Places like Penfolds, for example, which is probably one of the best-known brand names from South Australia in China, and other wineries around South Australia cannot accept UnionPay. I will be writing to all the tourism operators to advise them that, if they are with NAB or the Commonwealth, by the end of June they should be advertising and putting the stickers up to promote the fact that UnionPay is available to Chinese tourists who are here.
Of course, we are trying to increase Chinese tourism numbers from 17,000 last year to 56,000 by 2020. That is a trebling of those figures; it is an increase in our economic activity from $110 million to $450 million. We are also trying to attract direct airline services from China, so we have spoken with China Eastern and China Southern, as well as to the existing airlines who have been so loyal to South Australia—Malaysia, Cathay and Singapore Airlines—so we had those discussions while we were over there.

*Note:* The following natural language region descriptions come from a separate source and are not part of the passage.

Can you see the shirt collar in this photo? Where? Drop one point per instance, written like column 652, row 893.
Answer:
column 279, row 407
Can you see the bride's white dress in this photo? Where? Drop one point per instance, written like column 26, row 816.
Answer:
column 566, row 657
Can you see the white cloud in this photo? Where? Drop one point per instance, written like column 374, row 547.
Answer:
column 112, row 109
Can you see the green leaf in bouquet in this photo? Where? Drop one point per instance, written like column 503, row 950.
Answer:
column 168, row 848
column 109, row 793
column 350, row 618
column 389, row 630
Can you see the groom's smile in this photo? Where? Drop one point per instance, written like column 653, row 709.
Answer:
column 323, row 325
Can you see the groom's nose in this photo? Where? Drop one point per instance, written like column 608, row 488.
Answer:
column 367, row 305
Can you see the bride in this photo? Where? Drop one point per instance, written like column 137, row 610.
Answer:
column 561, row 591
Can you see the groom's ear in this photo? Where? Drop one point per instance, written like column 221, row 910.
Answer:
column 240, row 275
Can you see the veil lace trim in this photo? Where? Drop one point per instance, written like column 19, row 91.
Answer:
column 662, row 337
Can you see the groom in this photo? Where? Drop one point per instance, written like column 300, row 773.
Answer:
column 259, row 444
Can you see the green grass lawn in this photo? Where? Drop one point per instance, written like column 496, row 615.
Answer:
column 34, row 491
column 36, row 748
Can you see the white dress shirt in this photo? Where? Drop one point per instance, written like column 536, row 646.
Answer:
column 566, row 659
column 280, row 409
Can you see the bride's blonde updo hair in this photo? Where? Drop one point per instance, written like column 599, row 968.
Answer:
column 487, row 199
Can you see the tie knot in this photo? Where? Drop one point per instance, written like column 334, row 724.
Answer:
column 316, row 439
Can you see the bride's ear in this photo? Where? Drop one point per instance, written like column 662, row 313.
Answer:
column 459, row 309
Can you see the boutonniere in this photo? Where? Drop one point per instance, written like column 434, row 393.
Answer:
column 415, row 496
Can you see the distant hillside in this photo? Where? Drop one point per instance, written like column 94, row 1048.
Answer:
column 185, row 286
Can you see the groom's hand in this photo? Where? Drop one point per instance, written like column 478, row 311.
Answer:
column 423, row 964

I encourage anyone from either side of the chamber that, if you are going to China, we have some excellent contacts over there—and it is all about relationships. We would be happy to have representatives from Eyre Peninsula, from Clare, from the Barossa, from the Riverland, from the Limestone Coast, from the Murraylands—from all around South Australia. If you are heading over to China, please contact our office and we can set you up with some contacts to help grow those relationships because it is very important that, as China grows towards 100 million Chinese tourists leaving China each year to travel somewhere overseas, we get our fair share of that market.